Update | Monday, July 26, 2021

A second round of funding has been announced for a statewide initiative aiming to improve the number of students who complete the Free Application for Federal Aid, or FAFSA.

The Ohio Department of Higher Education (ODHE) and the Ohio Department of Education (ODE) have announced FAFSA 22, an extension of the FAFSA 21 initiative launched in the spring to ensure that Ohio’s students have the support they need to complete the FAFSA. An additional $1.8 million will be provided in federal Governor’s Emergency Education Relief (GEER) funding for FAFSA completion projects during the upcoming school year.

The FAFSA allows students to qualify for federal Pell grants, state grants, and most scholarships. Historically, it has been one of the best predictors of enrollment in colleges, universities, and training centers. High school seniors who complete the FAFSA are 84% more likely to enroll in postsecondary education. 

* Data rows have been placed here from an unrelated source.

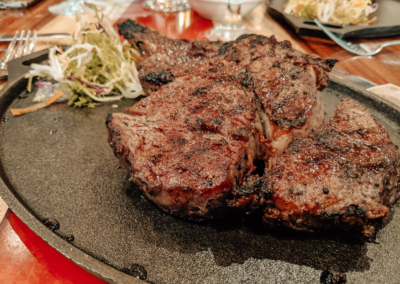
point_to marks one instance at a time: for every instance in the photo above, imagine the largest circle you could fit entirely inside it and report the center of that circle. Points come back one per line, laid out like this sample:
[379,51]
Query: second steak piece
[344,175]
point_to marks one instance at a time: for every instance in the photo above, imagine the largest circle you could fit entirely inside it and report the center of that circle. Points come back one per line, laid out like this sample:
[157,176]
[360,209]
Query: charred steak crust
[343,175]
[214,109]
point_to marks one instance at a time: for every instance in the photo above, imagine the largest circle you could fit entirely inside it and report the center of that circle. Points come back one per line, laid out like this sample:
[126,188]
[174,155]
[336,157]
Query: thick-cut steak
[343,175]
[284,82]
[214,110]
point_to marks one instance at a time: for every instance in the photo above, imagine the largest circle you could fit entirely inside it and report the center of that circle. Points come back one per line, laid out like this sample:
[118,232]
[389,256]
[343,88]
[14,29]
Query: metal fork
[364,49]
[29,45]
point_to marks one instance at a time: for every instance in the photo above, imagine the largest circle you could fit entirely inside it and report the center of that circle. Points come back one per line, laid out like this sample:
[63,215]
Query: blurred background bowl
[215,9]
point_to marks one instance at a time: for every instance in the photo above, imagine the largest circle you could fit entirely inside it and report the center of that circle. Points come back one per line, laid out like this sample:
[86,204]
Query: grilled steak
[285,82]
[344,175]
[215,109]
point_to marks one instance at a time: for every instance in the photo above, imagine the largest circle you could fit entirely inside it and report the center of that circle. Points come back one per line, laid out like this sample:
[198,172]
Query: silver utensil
[39,36]
[364,49]
[29,45]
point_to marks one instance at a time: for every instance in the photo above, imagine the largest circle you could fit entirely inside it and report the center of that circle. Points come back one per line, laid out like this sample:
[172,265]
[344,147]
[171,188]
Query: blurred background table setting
[24,257]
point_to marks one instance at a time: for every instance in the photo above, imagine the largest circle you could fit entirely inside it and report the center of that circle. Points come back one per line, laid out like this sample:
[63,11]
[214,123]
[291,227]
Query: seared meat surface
[343,175]
[189,144]
[215,109]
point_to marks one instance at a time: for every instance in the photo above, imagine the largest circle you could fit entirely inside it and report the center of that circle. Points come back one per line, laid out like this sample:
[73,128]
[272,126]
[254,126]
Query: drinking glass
[70,7]
[166,5]
[232,25]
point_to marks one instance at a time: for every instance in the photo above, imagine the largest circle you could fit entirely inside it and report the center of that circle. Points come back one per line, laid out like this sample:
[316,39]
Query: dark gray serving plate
[73,176]
[387,24]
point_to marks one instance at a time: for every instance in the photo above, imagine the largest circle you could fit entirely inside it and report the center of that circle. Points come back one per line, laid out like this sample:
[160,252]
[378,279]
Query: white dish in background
[215,9]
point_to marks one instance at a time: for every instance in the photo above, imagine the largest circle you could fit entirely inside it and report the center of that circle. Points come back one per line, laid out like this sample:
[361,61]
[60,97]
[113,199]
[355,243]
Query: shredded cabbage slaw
[97,66]
[336,12]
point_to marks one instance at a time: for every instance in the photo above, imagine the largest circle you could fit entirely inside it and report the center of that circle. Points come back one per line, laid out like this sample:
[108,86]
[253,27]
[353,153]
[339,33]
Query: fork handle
[386,43]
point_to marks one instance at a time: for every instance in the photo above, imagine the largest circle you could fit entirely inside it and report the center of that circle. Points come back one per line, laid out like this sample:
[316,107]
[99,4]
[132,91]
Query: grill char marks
[344,175]
[215,109]
[283,81]
[184,173]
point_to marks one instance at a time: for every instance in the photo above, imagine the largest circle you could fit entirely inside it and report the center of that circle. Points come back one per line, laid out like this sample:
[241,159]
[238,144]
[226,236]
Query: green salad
[336,12]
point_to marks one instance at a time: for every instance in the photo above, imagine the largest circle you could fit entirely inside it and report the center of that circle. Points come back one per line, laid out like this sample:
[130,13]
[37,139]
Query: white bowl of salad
[334,12]
[215,9]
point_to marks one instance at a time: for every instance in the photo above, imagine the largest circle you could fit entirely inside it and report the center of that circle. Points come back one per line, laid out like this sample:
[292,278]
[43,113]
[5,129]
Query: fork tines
[29,45]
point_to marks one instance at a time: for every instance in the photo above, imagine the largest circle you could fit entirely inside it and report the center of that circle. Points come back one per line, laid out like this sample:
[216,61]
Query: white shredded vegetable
[336,12]
[97,66]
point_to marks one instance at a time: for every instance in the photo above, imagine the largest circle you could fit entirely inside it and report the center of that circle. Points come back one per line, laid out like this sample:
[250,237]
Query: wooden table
[24,257]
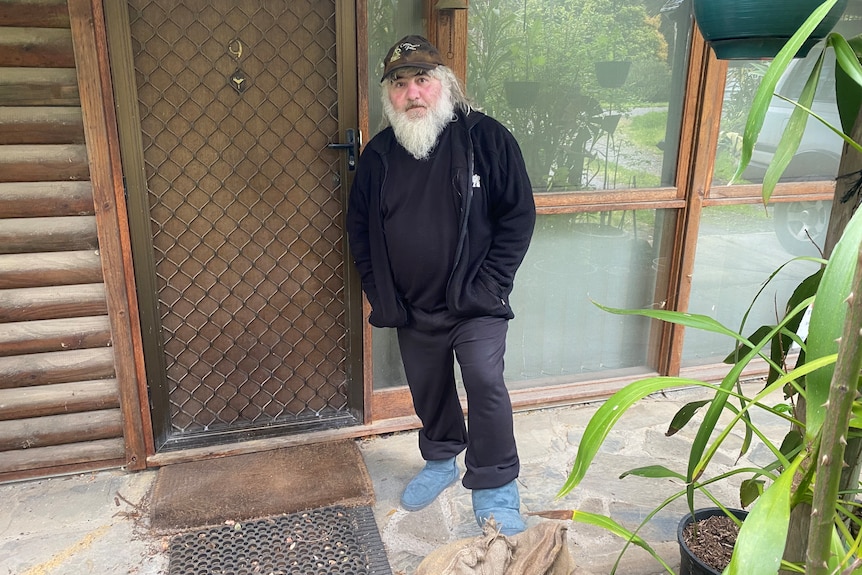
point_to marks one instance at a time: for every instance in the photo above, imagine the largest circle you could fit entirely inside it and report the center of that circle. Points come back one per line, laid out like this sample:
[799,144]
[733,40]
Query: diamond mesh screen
[238,102]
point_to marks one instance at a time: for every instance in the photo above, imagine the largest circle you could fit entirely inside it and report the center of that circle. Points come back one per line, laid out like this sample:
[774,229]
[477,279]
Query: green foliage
[761,542]
[557,46]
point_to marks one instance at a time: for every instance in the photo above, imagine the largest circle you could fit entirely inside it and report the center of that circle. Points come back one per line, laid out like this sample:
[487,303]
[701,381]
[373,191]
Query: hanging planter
[521,94]
[757,29]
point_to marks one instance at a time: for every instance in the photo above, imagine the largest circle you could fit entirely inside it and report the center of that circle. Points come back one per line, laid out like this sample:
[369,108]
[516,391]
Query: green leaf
[827,320]
[692,320]
[776,69]
[604,419]
[792,134]
[760,544]
[750,490]
[610,525]
[654,472]
[848,80]
[684,415]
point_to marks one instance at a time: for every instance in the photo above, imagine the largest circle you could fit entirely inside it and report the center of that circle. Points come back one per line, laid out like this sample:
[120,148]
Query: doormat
[333,540]
[255,485]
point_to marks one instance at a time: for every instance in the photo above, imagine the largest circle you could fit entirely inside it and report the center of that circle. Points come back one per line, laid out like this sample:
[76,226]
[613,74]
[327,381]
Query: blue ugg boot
[504,504]
[429,483]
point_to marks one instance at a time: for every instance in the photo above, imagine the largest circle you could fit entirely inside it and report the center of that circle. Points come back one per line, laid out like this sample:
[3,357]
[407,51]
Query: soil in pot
[712,540]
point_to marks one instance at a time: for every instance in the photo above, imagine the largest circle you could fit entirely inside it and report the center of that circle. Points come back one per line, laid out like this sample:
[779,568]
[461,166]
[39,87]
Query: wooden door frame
[89,38]
[130,150]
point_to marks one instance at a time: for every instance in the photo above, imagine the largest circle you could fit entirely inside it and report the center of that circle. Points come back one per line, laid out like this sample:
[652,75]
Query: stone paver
[98,523]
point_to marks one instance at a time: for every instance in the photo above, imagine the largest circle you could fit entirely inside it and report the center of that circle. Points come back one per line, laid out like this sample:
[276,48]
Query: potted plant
[753,29]
[821,451]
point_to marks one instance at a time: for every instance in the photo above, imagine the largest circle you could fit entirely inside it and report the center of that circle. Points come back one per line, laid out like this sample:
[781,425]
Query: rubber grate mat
[330,540]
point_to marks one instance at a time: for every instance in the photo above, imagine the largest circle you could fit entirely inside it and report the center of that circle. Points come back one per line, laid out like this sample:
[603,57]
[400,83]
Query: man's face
[415,96]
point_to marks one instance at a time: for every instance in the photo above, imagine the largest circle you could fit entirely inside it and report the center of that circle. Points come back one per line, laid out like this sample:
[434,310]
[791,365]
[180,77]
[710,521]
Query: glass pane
[388,22]
[558,335]
[592,89]
[820,149]
[739,247]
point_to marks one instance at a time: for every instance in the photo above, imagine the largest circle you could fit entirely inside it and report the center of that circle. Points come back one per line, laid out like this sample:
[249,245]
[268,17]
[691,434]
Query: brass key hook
[235,49]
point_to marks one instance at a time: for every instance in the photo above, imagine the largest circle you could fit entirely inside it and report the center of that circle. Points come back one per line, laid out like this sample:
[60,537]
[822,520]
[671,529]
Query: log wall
[59,394]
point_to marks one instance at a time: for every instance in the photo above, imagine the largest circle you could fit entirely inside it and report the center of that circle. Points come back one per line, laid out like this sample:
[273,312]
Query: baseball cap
[411,52]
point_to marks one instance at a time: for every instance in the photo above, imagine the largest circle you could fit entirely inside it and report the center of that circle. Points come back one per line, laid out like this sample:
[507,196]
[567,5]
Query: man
[440,216]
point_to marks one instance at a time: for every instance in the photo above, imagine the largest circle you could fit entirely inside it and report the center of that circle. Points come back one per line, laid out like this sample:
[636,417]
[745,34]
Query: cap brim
[420,65]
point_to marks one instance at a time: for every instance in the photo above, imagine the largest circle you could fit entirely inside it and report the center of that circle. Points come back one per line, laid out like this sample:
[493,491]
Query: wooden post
[89,40]
[448,31]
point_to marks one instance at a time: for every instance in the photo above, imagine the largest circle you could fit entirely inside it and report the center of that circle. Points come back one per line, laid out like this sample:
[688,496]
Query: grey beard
[419,136]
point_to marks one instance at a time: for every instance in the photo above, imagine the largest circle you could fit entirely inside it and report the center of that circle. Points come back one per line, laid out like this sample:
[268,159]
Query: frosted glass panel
[738,249]
[592,90]
[558,335]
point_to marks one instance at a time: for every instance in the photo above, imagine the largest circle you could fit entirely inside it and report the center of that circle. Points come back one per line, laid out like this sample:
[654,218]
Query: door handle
[351,147]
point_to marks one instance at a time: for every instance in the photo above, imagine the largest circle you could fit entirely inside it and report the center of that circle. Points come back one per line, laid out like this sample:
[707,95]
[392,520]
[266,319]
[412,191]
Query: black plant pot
[689,564]
[755,29]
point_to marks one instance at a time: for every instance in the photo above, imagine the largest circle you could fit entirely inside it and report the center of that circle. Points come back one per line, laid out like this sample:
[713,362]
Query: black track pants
[428,356]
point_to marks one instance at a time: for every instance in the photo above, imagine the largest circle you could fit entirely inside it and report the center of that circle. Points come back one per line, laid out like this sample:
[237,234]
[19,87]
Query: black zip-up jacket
[497,216]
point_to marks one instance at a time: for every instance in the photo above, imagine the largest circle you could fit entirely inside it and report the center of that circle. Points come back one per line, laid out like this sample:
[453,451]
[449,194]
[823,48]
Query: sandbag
[539,550]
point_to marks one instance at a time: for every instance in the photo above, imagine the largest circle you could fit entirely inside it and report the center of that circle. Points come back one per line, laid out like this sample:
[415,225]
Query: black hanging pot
[689,563]
[756,29]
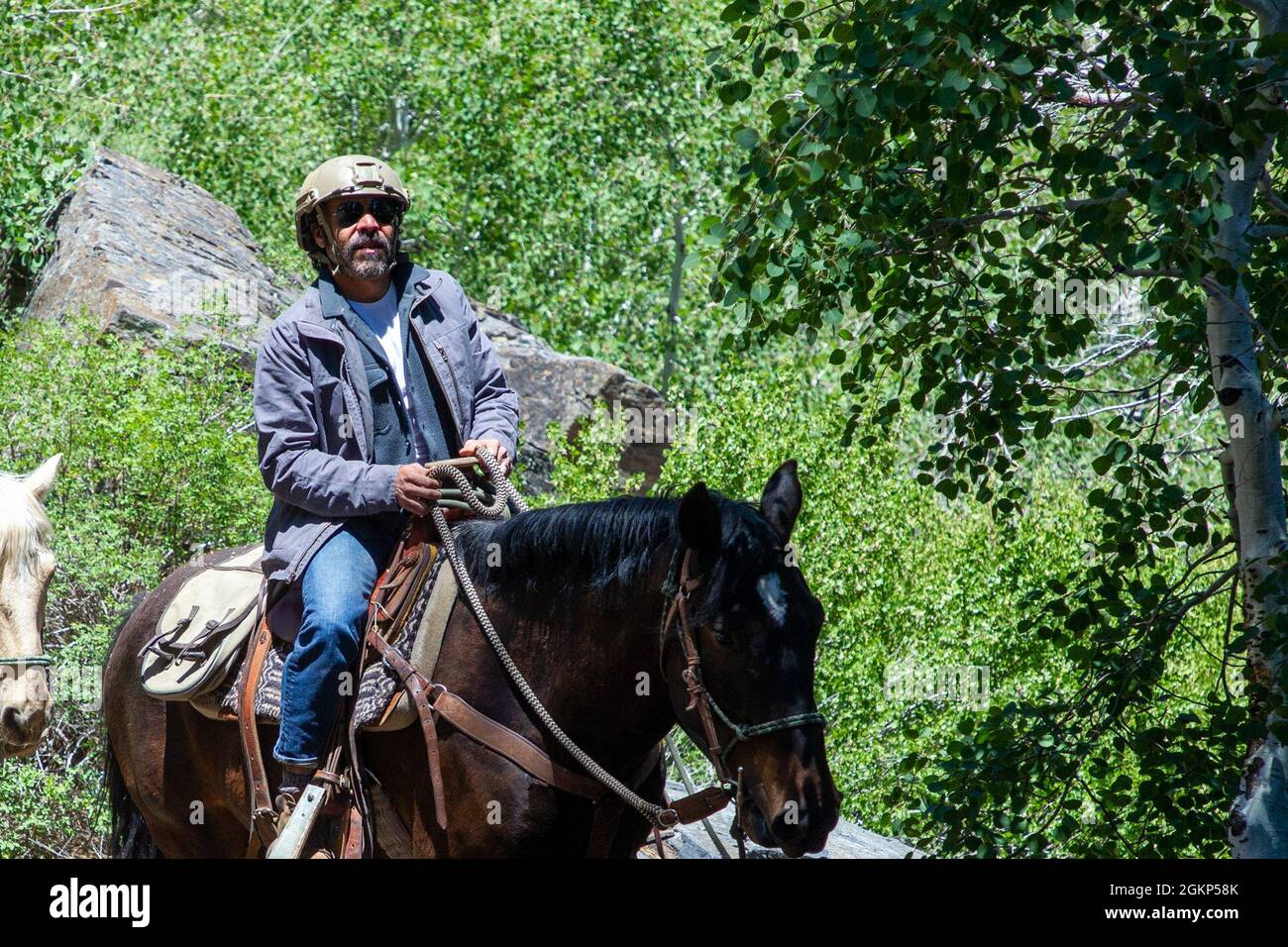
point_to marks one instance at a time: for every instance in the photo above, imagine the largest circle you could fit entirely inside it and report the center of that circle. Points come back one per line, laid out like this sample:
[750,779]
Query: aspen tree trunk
[1258,817]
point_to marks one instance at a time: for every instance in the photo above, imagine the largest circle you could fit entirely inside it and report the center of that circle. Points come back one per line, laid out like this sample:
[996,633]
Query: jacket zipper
[438,376]
[456,386]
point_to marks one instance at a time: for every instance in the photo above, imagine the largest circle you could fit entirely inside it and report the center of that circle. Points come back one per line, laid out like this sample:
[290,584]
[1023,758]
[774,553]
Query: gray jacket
[313,411]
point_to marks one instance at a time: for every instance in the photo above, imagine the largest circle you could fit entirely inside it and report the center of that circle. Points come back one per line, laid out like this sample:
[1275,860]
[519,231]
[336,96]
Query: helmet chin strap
[333,250]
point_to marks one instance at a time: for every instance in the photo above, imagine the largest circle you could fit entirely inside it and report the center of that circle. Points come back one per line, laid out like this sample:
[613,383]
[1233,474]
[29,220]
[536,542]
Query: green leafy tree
[1041,222]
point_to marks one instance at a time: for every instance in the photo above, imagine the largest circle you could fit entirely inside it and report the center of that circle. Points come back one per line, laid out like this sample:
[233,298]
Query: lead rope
[506,491]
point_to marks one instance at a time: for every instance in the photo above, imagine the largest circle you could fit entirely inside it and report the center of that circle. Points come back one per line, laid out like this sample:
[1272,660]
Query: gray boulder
[150,253]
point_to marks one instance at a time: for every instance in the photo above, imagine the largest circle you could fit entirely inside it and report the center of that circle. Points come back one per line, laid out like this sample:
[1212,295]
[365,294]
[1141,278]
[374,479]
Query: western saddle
[227,617]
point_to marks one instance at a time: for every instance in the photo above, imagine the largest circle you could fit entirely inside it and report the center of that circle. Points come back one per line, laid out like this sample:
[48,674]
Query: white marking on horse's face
[772,592]
[26,569]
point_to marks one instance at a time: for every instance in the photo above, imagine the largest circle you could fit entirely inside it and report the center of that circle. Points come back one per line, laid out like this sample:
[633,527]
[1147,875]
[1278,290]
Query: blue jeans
[335,587]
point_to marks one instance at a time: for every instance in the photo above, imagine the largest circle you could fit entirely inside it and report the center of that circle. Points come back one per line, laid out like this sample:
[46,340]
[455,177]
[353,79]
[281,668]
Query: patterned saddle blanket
[381,702]
[198,652]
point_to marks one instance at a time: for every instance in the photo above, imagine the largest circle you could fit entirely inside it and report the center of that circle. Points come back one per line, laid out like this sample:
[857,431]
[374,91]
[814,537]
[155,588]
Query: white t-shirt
[381,317]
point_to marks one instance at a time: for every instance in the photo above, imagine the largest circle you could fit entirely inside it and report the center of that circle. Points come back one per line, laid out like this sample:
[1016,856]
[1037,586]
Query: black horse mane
[605,548]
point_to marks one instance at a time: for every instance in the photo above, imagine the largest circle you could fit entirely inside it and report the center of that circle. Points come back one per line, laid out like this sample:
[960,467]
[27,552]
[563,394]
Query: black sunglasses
[386,210]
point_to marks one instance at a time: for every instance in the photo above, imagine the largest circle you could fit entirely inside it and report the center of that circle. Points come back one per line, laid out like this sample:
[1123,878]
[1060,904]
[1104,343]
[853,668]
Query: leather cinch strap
[263,817]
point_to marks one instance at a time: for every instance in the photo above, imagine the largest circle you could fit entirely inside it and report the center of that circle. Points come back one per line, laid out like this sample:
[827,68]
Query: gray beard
[368,266]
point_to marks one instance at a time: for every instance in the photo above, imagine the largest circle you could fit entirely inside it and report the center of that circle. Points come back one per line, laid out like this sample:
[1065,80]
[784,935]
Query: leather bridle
[700,698]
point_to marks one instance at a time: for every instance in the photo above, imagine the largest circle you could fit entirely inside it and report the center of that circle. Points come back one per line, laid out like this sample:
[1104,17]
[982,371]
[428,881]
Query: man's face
[365,245]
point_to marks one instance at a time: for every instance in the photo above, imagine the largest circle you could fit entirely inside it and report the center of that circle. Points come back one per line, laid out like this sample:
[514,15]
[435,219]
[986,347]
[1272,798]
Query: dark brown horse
[579,595]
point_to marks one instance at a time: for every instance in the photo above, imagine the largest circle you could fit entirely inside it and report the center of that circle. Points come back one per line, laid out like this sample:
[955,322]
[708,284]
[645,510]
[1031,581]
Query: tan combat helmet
[348,174]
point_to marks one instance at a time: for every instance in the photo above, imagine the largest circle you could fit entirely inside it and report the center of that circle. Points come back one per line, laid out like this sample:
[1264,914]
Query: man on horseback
[377,369]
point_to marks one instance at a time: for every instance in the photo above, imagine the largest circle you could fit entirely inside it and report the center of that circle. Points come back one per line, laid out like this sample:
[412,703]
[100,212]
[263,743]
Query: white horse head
[26,567]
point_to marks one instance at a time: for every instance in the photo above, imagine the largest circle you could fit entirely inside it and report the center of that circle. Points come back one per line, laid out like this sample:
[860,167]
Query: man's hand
[493,447]
[415,488]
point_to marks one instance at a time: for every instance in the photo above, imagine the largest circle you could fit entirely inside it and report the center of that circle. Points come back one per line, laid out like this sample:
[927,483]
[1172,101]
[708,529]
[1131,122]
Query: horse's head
[752,631]
[26,567]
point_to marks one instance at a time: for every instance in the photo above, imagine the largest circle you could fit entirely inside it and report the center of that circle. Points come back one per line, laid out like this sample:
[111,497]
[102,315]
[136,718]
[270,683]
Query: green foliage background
[550,147]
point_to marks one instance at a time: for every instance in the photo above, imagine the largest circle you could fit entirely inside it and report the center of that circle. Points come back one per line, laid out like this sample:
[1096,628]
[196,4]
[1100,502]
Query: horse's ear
[699,519]
[40,479]
[781,502]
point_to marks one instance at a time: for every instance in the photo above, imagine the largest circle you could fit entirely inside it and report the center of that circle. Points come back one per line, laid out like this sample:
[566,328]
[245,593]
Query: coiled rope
[505,491]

“When students succeed, Ohio succeeds, and the FAFSA 21 initiative has led to unprecedented outreach and support for students,” said ODHE Chancellor Randy Gardner. “We hope to continue that momentum into the upcoming school year, with FAFSA 22 continuing to help to put students’ goals – and a promising future – well within reach.”

“With so many great options for postsecondary education, it’s important for students to make informed decisions about the paths they pursue,” said State Superintendent of Public Instruction Paolo DeMaria. “It would be a shame for students to pass up opportunities because they aren’t aware of money that’s available to them. If I was a student who was eligible to receive, for instance, a $6,000 Pell Grant to support my goal of going to college, I’d want to know about it. That’s why we are partnering to encourage students to complete the FAFSA. You need to turn in a FAFSA in order to really check out all your options.”

In April, awards totaling $966,772 were shared among 23 recipients, including college access groups, educational service centers, and colleges and universities. Funds were used in a variety of ways to promote FAFSA completion, including, among others:

  • The Lake/Geauga Educational Assistance Foundation held nine financial aid nights, facilitated one Saturday filing session, hosted a booth at a community event, and hired a bilingual advisor to translate all materials into Spanish. This led to the completion of 316 additional FAFSAs.
  • Toledo Tomorrow hosted 19 sessions for students, led four virtual college nights for parents and guardians in partnership with local colleges, facilitated a phone-calling campaign, and distributed flyers and postcards, resulting in 645 completed applications in the three school districts it serves.
  • Learn to Earn in Dayton and the Montgomery County Educational Service Center activated a network of “FAFSA champions” and collected/publicized FAFSA data among its partner schools every two weeks to galvanize continued momentum, increasing completion rates, especially with partner schools that historically have low FAFSA completion.
  • I Know I Can in Columbus hosted a Senior Fest, supported an Instagram campaign, distributed yard signs, hosted completion events, held four FAFSA workshops, and facilitated 706 one-on-one advising sessions, for an increase of 558 completions as of June.

FAFSA completion rates have declined dramatically – both in Ohio and across the country – in the time of COVID-19. This change represents funding that goes unclaimed and contributes to a decline in postsecondary enrollment in Ohio. FAFSA completions aim to reverse that decline.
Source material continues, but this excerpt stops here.